If you cannot use SIMD instructions, you can use something similar called SWAR. Effectively, you pack several integer values inside a wide integer (64 bits) and you try to somehow save instructions. Luckily, Khuong has a solution for us:

// credit: Paul Khuong
uint64_t encode_ten_thousands(uint64_t hi, uint64_t lo) {
  uint64_t merged = hi | (lo << 32);
  uint64_t top = ((merged * 10486ULL) >> 20) & ((0x7FULL << 32) | 0x7FULL);
  uint64_t bot = merged - 100ULL * top;
  uint64_t hundreds;
  uint64_t tens;
  hundreds = (bot << 16) + top;
  tens = (hundreds * 103ULL) >> 10;
  tens &= (0xFULL << 48) | (0xFULL << 32) | (0xFULL << 16) | 0xFULL;
  tens += (hundreds - 10ULL * tens) << 8;

  return tens;
}

void to_string_khuong(uint64_t x, char *out) {
  uint64_t top = x / 100000000;
  uint64_t bottom = x % 100000000;
  uint64_t first =
      0x3030303030303030 + encode_ten_thousands(top / 10000, top % 10000);
  memcpy(out, &first, sizeof(first));
  uint64_t second =
      0x3030303030303030 + encode_ten_thousands(bottom / 10000, bottom % 10000);
  memcpy(out + 8, &second, sizeof(second));
}

I refer you to Khuong’s blog post for a description.
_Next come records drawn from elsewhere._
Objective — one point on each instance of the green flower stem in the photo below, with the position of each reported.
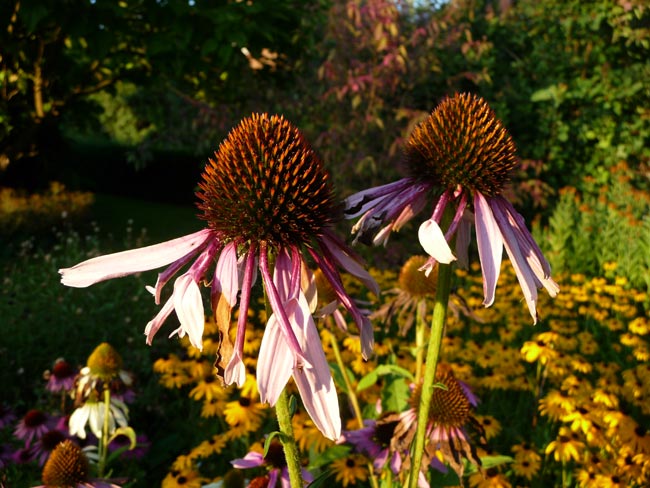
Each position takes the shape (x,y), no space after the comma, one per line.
(103,442)
(283,413)
(433,353)
(353,400)
(420,332)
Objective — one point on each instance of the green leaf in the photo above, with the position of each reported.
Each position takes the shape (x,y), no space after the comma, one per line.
(395,393)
I wrote a small benchmark in C++ which measures the time per integer. Remember that every call to my functions produces 16 digits, exactly.

function Apple M1, LLVM 12 AMD Zen 2, GCC 10
linear 14 ns 25 ns
backward linear 7.7 ns 18 ns
tree 6.9 ns 15 ns
Khuong 3.3 ns 8.0 ns
small table 3.7 ns 7.1 ns
SIMD non-available 4.8 ns
big table 1.5 ns 2.9 ns

On both processors, the crazy big-table (40kB) approach is about 2 times faster than the version with a small table. Though a big-table can be justified in some instances, my feeling is that only in niche applications would such a big table be acceptable for such a narrow task. Even a smaller 3kB seems like an overkill given the good results we get with a small table.

The SIMD approach has a rather minimal gain compared to the version with a small table (merely 25%).

At a glance, the small table wins on practical ground. It is small, simple and portable.